The philanthropic app that allows you to give back when you exerciseBy Charity Miles, LLC
On the surface, Charity Miles is just like any other exercise app, a tool that motivates you to run, walk and bike more by logging how many miles you’ve travelled via the GPS on your phone. But the app's forward thinking founders think of it as a movement: to get us ‘exercising for others.’
The long-term objective of Charity Miles is to divert the billions advertisers shell out on ineffective digital advertising a year towards good causes. How? By building an army of ‘sponsored athletes’ out of everyday Joes like you and me.
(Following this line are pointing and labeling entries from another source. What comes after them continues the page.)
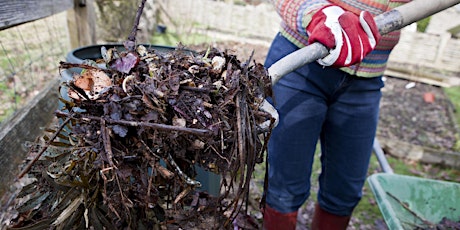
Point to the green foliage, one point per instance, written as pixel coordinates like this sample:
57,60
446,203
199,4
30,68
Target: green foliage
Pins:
453,94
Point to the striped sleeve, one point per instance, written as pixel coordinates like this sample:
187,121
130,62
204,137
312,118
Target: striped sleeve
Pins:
297,14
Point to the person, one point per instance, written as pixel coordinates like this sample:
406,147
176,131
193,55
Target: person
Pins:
334,101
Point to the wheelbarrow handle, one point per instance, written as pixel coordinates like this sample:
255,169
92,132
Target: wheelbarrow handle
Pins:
389,21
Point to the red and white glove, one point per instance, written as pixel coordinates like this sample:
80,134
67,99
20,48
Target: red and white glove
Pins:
349,37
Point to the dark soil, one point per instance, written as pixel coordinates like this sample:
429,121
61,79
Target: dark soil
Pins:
407,116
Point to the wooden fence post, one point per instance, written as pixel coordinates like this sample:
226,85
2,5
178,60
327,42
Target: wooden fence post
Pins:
81,21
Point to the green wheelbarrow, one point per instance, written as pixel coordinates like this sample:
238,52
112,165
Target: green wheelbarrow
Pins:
408,202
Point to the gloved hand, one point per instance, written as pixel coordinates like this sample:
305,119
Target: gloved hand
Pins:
349,37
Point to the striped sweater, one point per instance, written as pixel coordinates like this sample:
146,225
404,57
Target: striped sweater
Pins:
297,14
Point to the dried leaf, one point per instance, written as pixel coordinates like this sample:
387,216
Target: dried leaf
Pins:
126,63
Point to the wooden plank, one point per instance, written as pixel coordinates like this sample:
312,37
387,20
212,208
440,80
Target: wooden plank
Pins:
81,21
26,125
16,12
408,151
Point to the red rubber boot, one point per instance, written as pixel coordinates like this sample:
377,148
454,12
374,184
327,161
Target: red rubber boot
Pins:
274,220
323,220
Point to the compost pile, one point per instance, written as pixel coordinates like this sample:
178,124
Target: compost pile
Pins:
138,123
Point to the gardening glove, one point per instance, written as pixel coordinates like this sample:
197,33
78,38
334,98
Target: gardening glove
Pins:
349,37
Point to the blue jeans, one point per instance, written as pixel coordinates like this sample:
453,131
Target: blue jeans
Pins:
326,104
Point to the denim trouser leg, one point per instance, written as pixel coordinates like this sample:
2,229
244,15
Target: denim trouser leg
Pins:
328,104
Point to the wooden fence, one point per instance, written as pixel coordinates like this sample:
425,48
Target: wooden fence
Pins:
28,122
418,56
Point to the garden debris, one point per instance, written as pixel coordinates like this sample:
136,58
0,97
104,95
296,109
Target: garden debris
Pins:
132,135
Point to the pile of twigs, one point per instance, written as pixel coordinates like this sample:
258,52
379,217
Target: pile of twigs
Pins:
138,123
For the user, it’s dead easy. Before you start your workout, you swipe through a register of (currently 22) good causes, from Feeding America to the Michael J Fox Foundation for Parkinson's Research. Swipe on to say whether you’ll be either biking, or walking or running (you earn 10 cents a mile to bike, 25c to walk or run) and you’re off. Your phone’s GPS lets the app’s basic distance monitor track how far you’ve gone, and make a donation accordingly. At the end of a workout, the app nudges you to post your achievements to social media – to plug your achievement, the charity or cause you’ve chosen to exercise for, and as a nod to your sponsor.
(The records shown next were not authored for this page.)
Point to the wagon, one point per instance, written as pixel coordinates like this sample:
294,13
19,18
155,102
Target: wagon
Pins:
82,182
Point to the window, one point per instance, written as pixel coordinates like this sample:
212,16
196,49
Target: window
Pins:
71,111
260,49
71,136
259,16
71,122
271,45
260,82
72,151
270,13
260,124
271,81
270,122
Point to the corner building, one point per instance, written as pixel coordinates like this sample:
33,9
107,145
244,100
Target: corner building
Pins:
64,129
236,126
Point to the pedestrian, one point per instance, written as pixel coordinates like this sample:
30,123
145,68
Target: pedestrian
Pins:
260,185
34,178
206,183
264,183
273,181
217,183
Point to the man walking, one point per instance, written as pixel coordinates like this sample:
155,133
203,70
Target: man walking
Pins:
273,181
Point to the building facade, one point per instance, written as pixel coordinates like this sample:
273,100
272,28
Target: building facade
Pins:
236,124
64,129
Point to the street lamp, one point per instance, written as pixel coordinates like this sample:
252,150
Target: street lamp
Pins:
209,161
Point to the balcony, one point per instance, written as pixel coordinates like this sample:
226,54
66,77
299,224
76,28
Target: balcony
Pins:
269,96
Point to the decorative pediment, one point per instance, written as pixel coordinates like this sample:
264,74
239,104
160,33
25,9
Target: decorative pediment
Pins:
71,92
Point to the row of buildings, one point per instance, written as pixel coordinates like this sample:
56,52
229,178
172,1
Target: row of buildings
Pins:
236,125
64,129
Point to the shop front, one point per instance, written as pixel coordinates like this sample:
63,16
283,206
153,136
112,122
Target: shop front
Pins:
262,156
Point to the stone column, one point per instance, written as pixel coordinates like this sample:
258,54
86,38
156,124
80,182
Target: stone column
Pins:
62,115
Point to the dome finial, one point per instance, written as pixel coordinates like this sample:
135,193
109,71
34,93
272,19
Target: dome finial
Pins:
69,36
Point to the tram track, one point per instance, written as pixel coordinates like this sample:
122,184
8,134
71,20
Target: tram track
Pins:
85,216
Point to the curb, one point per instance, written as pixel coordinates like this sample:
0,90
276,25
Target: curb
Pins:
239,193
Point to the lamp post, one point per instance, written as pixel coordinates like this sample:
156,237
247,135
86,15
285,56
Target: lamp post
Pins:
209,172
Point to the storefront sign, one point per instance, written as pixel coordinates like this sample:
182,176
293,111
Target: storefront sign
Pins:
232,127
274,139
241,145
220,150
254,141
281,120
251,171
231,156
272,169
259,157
Charity Miles was founded by 34-year-old lawyer Gene Gurkoff when his constant marathon and triathlon fundraising started to exhaust friends’ and family’s largesse. Already, in just its first year, 100,000 participants have logged enough miles to have reached the moon and back three times, earning $350,000 for charities. The $1M funding pot is currently bankrolled by Gurkoff and his business partner while the app gathers enough users to entice big advertisers. Gurkoff is confident they’ll come on board, ‘Charity Miles is a deliverable return on investment [unlike philanthropic spending] so they can spend their larger advertising budget on helping us cure Parkinson’s, cancer, etc.’
The app, which won the 2013 South by South West People’s Choice Award, was described as a savvy, pro-bono next-step for the ‘Quantified Self’ movement: letting you clock up time, miles and social impact all at once.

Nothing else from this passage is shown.